In the age of information business performance is only as good as the ability to process data. This begins with harvesting big data or large, complex collections of raw information about business activities, customers and stakeholders. The large data lakes must then be combed through in order to obtain meaningful insights that can help businesses make more meaningful decisions. Data Analytics
Six out of ten leaders within the finance sector have identified data science and analytics to be a top priority for the upcoming year. To understand the importance we begin by understanding what data analytics is;
Data Analytics?
Data analytics are the scientific processes of taking raw data and turning it into meaningful information that can be used to optimize business performance. The broad term includes a number of different data analytics techniques used to uncover industry trends and useful metrics. This information would easily be concealed and forgotten within the sheer volume of data and information transmitted across business processes.
There are four main types of data analytics;
- Descriptive – Helps businesses understand events or activities conducted over a period of time allowing for comparison and contrasting.
- Diagnostic – Helps businesses understand causation of an activity. This includes why sudden boosts in sales occur or mapping the reason undesirable results were produced.
- Predictive – Helps businesses plan for the future by understanding what is likely to happen short term and long term.
- Prescriptive – Helps businesses craft a blueprint to move business forward while considering industry conditions and standards. This helps create a practical method to move forward.
All four types of data analytics are imperative to building a strong business strategy that minimizes inefficiencies, unnecessary costs, controls quality and leads to better products, services and well-rounded customer satisfaction.
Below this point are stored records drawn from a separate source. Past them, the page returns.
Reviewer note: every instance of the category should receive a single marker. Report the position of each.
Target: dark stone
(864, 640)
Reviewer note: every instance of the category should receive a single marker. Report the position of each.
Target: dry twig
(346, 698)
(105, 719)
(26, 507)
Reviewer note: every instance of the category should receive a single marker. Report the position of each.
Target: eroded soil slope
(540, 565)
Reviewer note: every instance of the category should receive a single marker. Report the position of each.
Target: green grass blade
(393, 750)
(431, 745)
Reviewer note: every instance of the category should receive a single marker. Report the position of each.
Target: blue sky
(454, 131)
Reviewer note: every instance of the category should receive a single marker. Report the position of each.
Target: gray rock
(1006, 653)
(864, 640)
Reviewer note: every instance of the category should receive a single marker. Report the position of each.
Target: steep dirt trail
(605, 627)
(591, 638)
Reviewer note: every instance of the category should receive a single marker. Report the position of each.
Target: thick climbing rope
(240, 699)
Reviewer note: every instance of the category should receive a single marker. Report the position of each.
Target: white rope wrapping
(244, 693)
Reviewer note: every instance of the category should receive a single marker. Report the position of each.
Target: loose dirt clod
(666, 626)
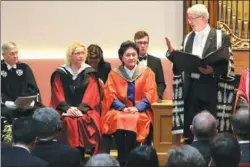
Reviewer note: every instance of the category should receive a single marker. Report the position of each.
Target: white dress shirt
(129, 72)
(200, 39)
(144, 62)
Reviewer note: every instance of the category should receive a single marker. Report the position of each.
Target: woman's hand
(74, 112)
(133, 110)
(169, 44)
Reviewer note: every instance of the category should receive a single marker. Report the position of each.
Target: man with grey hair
(102, 160)
(240, 126)
(17, 80)
(208, 88)
(203, 128)
(47, 148)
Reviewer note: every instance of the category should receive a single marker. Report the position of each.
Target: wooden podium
(163, 138)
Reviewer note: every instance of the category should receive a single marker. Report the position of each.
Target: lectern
(163, 138)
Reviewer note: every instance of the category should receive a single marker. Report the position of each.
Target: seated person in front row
(47, 148)
(75, 95)
(96, 61)
(17, 80)
(128, 94)
(24, 138)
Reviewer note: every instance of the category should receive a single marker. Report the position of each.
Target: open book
(25, 102)
(190, 63)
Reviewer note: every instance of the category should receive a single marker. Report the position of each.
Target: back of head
(24, 131)
(225, 150)
(48, 122)
(140, 34)
(185, 155)
(8, 46)
(199, 10)
(240, 123)
(102, 160)
(204, 125)
(143, 156)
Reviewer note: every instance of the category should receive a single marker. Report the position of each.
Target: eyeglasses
(142, 42)
(193, 18)
(78, 53)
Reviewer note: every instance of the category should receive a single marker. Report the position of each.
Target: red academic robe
(243, 90)
(116, 88)
(83, 92)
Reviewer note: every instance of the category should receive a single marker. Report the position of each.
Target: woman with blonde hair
(75, 95)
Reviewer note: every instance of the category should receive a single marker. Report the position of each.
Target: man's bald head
(240, 123)
(204, 125)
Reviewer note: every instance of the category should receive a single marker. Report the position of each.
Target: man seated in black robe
(17, 80)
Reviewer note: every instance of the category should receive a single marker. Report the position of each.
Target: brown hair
(140, 34)
(95, 50)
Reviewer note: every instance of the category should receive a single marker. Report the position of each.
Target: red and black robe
(81, 91)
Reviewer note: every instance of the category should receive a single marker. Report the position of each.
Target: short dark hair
(94, 49)
(124, 46)
(240, 123)
(140, 34)
(24, 130)
(225, 150)
(185, 155)
(48, 122)
(143, 156)
(204, 125)
(102, 159)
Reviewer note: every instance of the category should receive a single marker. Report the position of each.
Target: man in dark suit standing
(208, 88)
(141, 38)
(203, 128)
(24, 137)
(47, 148)
(240, 127)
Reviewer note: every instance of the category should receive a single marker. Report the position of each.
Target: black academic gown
(155, 64)
(212, 92)
(16, 82)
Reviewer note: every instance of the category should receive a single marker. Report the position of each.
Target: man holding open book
(19, 90)
(208, 86)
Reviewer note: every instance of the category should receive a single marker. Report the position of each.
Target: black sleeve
(160, 81)
(222, 69)
(32, 88)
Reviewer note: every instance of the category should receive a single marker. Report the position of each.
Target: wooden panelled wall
(232, 16)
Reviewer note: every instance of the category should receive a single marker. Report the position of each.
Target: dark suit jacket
(155, 64)
(17, 156)
(57, 155)
(244, 152)
(210, 45)
(203, 147)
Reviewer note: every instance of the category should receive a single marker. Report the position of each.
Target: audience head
(141, 38)
(225, 150)
(185, 155)
(102, 160)
(10, 53)
(143, 156)
(48, 122)
(240, 123)
(76, 54)
(197, 17)
(204, 125)
(128, 54)
(24, 132)
(95, 56)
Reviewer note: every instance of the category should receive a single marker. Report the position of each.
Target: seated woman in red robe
(75, 95)
(243, 92)
(128, 94)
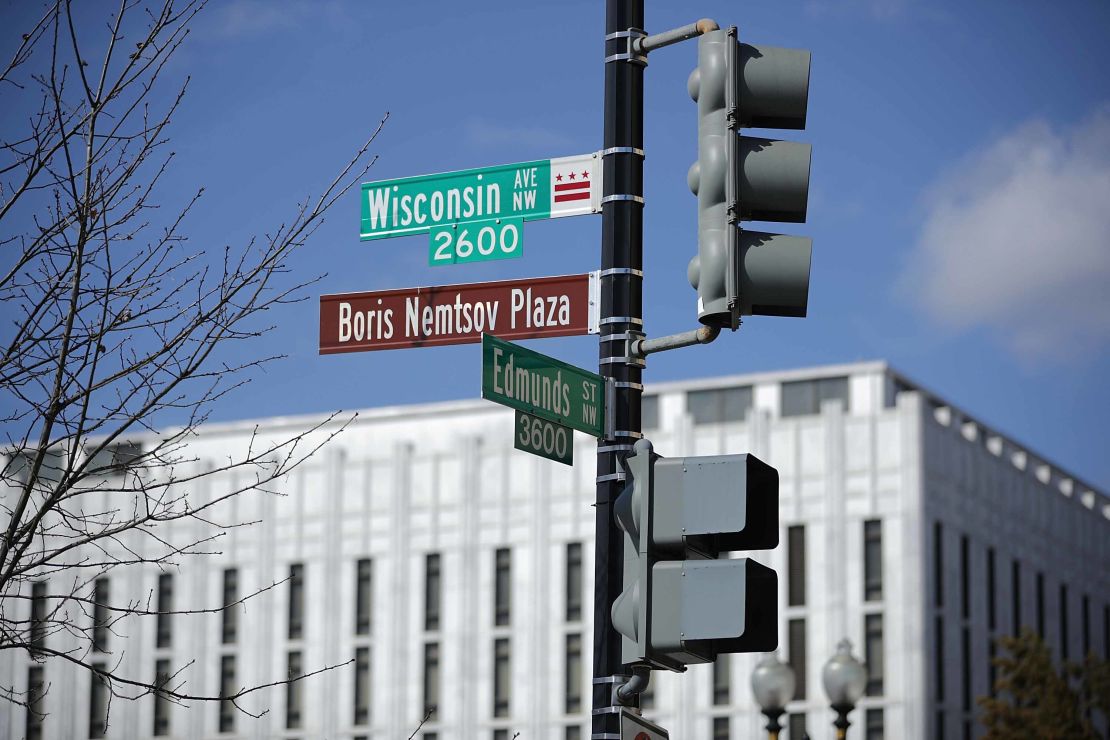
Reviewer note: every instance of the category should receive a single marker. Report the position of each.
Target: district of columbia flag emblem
(575, 184)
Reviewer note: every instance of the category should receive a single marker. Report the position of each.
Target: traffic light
(680, 605)
(738, 272)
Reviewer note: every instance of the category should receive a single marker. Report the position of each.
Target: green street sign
(543, 386)
(512, 193)
(476, 241)
(544, 438)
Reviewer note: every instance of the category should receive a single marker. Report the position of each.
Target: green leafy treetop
(1033, 699)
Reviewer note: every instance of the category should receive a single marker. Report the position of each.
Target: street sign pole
(622, 312)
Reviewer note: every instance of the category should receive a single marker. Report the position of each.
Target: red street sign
(457, 314)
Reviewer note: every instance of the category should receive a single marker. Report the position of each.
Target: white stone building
(456, 573)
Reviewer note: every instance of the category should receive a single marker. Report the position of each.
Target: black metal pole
(622, 312)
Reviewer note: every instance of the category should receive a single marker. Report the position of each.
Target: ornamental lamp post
(845, 679)
(773, 686)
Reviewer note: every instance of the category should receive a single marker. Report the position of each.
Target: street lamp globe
(845, 679)
(773, 686)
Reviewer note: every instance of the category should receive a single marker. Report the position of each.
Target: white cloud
(252, 18)
(1017, 239)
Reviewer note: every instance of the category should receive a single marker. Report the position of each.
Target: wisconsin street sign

Data analytics is also helpful to understand new market trends. As the transition into different methods or tools occurs, the information is relayed to the business allowing them to adjust and adapt to stay market competitive.
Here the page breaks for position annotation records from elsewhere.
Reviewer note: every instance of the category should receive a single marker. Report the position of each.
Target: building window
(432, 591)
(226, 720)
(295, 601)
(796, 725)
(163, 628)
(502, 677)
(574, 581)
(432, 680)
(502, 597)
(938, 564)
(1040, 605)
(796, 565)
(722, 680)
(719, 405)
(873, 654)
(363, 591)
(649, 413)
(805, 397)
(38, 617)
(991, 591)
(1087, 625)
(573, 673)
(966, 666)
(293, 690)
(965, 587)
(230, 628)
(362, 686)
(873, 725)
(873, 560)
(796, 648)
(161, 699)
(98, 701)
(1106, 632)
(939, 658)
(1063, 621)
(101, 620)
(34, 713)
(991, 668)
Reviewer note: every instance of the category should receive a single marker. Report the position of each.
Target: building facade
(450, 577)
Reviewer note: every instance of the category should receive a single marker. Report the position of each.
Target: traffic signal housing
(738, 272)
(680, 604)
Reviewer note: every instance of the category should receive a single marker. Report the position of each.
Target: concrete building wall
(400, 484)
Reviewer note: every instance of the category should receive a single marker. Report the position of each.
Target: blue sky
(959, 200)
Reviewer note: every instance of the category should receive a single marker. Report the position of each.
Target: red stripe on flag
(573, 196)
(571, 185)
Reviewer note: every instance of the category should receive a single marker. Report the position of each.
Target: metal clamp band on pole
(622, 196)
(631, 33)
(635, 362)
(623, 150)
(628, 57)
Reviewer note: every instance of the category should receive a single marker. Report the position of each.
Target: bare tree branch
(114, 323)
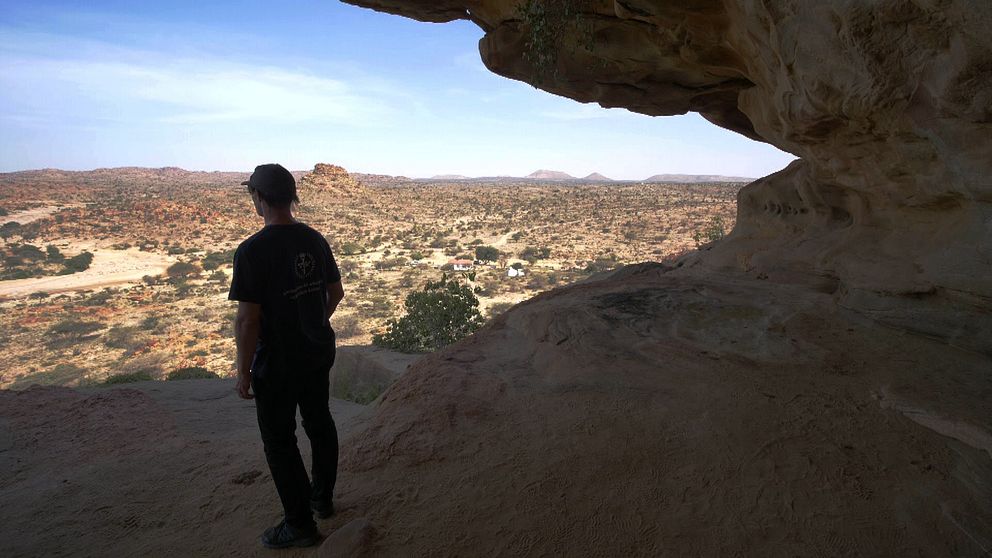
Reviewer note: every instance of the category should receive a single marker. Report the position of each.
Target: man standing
(288, 286)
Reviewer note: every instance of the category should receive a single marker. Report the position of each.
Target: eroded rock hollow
(817, 383)
(887, 104)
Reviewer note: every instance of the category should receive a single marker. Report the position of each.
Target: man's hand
(244, 384)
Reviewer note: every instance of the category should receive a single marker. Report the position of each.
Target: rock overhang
(886, 104)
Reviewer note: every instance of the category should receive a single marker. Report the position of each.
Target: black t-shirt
(286, 269)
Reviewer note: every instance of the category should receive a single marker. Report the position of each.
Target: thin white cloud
(161, 88)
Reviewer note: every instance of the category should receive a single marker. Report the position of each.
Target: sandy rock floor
(151, 469)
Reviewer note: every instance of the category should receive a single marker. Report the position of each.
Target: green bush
(191, 373)
(54, 254)
(214, 260)
(182, 270)
(601, 264)
(74, 327)
(77, 263)
(351, 248)
(62, 374)
(121, 337)
(9, 229)
(486, 253)
(140, 376)
(442, 313)
(531, 254)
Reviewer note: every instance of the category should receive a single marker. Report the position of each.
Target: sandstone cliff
(888, 104)
(329, 179)
(815, 384)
Data Analytics and the Financial Sector
There are three areas of focus around data as per today’s financial institutions and service providers;
- Data helps the finance sector understand their customer and the requirements that must be fulfilled.
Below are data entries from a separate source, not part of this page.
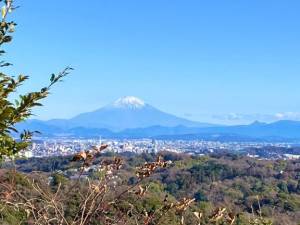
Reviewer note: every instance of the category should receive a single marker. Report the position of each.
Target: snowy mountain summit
(130, 102)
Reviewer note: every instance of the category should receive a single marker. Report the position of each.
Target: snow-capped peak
(129, 102)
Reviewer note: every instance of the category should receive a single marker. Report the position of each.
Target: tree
(20, 109)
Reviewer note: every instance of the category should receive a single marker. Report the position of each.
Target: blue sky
(212, 61)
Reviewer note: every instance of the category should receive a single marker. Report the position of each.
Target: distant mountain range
(130, 117)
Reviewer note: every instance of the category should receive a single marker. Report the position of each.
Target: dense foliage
(248, 188)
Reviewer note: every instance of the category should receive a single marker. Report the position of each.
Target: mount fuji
(125, 113)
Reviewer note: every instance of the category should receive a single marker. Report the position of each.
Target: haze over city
(217, 62)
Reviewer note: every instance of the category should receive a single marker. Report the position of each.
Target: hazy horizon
(216, 62)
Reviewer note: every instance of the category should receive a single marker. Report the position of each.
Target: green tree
(19, 109)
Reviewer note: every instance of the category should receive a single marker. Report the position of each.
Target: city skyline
(228, 63)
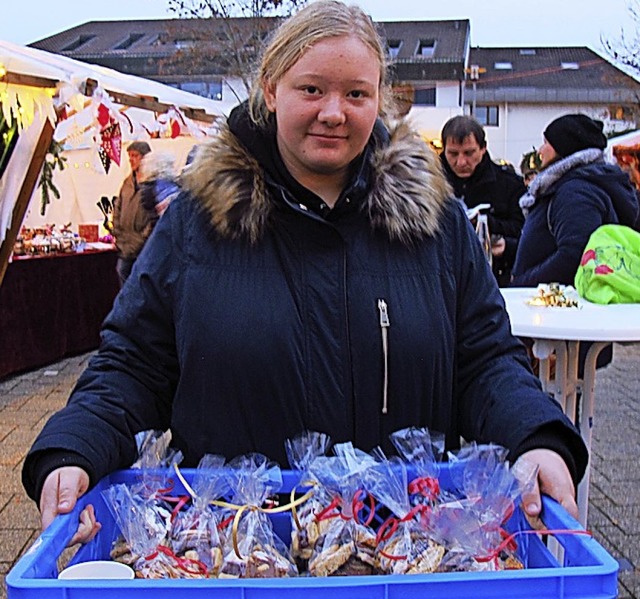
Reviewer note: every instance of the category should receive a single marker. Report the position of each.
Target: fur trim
(554, 172)
(409, 188)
- Data is critical to maintaining security protocols and compliance measures.
- Data is imperative to improving overall business efficiency and effectiveness around demand fulfilment.
Data analytics in the financial sector help process large amounts of structured and unstructured information to produce valuable insights to guide the decision-making process. Processing data in a field as structured as the Finance sector requires precision, the data analytics process minimizes human error allowing for more accurate data models and pinpoint decision making.
Data analytics also provides financial teams detailed information around KPIs. This allows them to identify areas of weakness and strength and build plans of attack accordingly. In turn, this helps the business refine their internal course of action creating optimized output.
Another critical point of application for data analytics in finance is to equip teams with parameter detection and metrics for possibilities of fraud or security breaches. This information is used by upper management to make key decisions around prevention and management. Data analysis can be a handy tool to detect chinks in business operation and introduce proactive and problem solving measures before situations spiral out of control.
Data analytics offers the finance sector the ability to filter through copious amounts of business critical information with a trained eye. The results data analytics provides are accurate and are the key to understanding why competitors are operating as they are and how key players within the finance sector are able to secure market share.
Ensuring data quality is strongly dependent on the method used to ascertain the meaningful information. A growing number of data analytics companies keeps competition healthy and, as a result, minimizes the risk around undesirable or inaccurate results.
Data analytics services can also be applied to financial organizations of any size. It is strongly advised to introduce a system for data filtering and management within the overall business strategy. This allows the organization to build optimization plans quickly and assist employees with understanding the importance of data analytics within the industry.